Bettina genoss den Butterzopf sichtlich, ich beobachtete sie dabei, wie sie Bissen um Bissen verschlang. Irgendwann schaffte sie es, trotz ihrem augenscheinlichen Heißhunger, mich zwischen Schlucken und Abbeißen mit einer Frage zu löchern. „Was machst du?“
„Ich hole Brot“, erklärte ich verwirrt, immerhin nahm ich an, dass das spätestens jetzt, da ich meine Beute mit ihr teilte, offensichtlich sein musste.
„Nein“, entgegnete sie mit vollen Mund, schluckte und erläuterte schließlich: „Ich meine, was du arbeitest, Scherzkeks! Ich dirigiere übrigens in der Konzerthalle ein Blasorchester.“
Scherzkekse hatte ich bisher noch nie probiert, bei meinem Glück wären die nicht viel besser als Niesspulver und explodierten, wenn man in sie reinbiss, also ignorierte ich Bettinas Kommentar einfach. Stattdessen machte ich mir über ihren Job Gedanken.
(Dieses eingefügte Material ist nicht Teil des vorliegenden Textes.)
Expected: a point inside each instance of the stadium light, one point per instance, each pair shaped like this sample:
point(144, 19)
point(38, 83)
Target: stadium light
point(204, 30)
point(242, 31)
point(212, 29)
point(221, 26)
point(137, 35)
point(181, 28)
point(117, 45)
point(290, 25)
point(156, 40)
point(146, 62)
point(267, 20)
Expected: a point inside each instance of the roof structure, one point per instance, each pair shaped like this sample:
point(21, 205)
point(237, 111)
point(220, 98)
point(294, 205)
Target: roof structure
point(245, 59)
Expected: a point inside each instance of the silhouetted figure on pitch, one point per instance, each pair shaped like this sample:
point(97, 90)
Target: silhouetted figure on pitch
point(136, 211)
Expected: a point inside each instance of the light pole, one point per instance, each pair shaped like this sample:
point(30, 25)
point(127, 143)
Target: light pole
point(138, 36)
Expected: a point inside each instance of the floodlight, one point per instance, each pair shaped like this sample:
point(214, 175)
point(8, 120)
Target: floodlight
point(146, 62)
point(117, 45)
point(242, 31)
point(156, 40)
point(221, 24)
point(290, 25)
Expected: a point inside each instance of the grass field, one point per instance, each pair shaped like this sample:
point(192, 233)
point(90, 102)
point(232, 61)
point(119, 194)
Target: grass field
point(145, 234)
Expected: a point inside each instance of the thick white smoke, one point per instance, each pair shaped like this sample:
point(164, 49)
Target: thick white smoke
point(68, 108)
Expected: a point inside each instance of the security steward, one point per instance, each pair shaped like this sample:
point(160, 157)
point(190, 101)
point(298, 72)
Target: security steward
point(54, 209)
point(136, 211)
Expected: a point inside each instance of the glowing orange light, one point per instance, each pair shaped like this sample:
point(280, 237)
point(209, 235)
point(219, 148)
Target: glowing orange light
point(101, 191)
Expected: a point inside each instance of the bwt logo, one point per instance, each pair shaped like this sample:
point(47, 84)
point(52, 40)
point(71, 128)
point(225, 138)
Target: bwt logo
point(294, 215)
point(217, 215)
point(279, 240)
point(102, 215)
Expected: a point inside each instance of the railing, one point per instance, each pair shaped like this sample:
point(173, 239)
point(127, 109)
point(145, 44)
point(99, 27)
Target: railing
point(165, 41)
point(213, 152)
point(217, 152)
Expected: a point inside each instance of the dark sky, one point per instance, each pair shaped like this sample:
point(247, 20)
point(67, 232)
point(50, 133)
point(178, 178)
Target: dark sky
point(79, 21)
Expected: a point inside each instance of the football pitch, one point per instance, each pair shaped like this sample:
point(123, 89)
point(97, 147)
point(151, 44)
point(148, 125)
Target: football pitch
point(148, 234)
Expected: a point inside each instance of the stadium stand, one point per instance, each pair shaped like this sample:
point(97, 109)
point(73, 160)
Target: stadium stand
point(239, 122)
Ich konnte mir beim besten Willen nicht vorstellen, was daran, ein instrumentales Flatulenzkonzert zu kommandieren, so verlockend sein sollte (eigentlich hatte ich von Tuten und Blasen keinen blassen Schimmer). „Und, sind die laut?“, wollte ich erfahren – die wichtigsten Fragen stellt man immer zuerst. „Du weißt schon, die Bläser?“
„Die blasen dich weg“, gab sie zurück, wieder mit ihrem verstörenden Grinsen. Sie frisst ohne Mitleidsgefühle meinen Butterzopf weg, macht Wortspiele, lacht mich an, will mir die Hand schütteln – etwas stimmte mit dieser Person nicht, da war ich mir sicher. „Kannst ja mal vorbeikommen, ich habe Freikarten.“
„Danke, brauch ich da Ohrstöpsel?“, erkundigte ich mich und sie unterdrückte ein Glucksen. Absurder Sinn für Humor, diese Person, die fand sicher auch Telemarketing-Anrufe sehr unterhaltsam.
„Ich glaube nicht, nein. Aber wenn du empfindlich bist, kannst ja welche mitnehmen.“ Damit kramte sie tatsächlich zwei Karten aus ihrer Handtasche und hielt sie mir entgegen, während sie den letzten Bissen mit der Grazie einer Boa Konstriktor hinunterschlang. Ich nahm das beschichtete, mit unglaublich unpassenden Neonfarben bedruckte Papier an und verstaute es bei den kläglichen Überresten meiner kulinarischen Glückseligkeit.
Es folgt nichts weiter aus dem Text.